Affiliation:
1. School of Foreign Studies , Suqian University , Suqian , Jiangsu , , China .
Abstract
Abstract
Recent years have seen intensive research and widespread application of 6G wireless transmission technology, providing a technical bridge for the application of speech network analysis to spoken English teaching. Thus, this paper suggests a method for improving 6G technology. This paper primarily focuses on the following areas: First, to prevent overfitting, the dropout technique under 6G is added to the model, and the speech feature extracted from the data by the coding network is directly utilized. We then utilize the feature for either reconstruction or classification purposes. Initially, we perform unsupervised reconstruction using unlabeled data, and once we obtain the network parameters, we use the labeled data for classification. The next step involves feeding both data simultaneously into the model to calculate the error.
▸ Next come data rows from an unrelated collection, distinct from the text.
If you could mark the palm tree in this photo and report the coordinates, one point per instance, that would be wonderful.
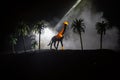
(13, 42)
(34, 44)
(23, 31)
(101, 28)
(38, 27)
(79, 27)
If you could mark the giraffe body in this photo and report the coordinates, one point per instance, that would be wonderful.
(58, 38)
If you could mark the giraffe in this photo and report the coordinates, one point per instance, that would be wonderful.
(59, 37)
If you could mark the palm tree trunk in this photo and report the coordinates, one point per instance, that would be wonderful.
(24, 44)
(101, 36)
(39, 41)
(13, 48)
(81, 41)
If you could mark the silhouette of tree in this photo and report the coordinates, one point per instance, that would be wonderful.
(23, 30)
(13, 42)
(101, 28)
(79, 27)
(38, 27)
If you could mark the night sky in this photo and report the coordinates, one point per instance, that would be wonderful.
(31, 11)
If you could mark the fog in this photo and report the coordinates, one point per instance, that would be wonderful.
(91, 40)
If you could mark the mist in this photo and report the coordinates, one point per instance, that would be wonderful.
(91, 39)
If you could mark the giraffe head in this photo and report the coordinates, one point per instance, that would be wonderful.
(65, 23)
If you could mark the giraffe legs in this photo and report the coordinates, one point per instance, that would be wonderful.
(57, 45)
(51, 45)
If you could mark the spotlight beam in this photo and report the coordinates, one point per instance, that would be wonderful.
(67, 14)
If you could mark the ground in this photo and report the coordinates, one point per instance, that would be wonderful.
(47, 64)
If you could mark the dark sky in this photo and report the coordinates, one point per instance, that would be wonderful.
(31, 10)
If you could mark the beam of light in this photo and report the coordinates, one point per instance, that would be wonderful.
(67, 14)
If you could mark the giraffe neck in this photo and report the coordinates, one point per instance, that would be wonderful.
(61, 33)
Finally, we use gradient descent to minimize the error and optimize the parameters until the model converges. This model can convert sound-related symbols or information into visual symbols, and it can also convert speech into text. Comparative analysis shows that the improved method in this paper is far better than other methods in terms of noise reduction, and the signal-to-noise ratio of this paper is 3.76 dB higher than that of the LMS algorithm and 1.36 dB higher than that of the spectral subtraction method, which can stimulate the students’ interest in learning spoken English and increase the student’s interest in learning by 13.64% as a whole. It can be summarized through the comparison that this paper’s improved method increases the clarity of speech network analysis, which helps students teach spoken English.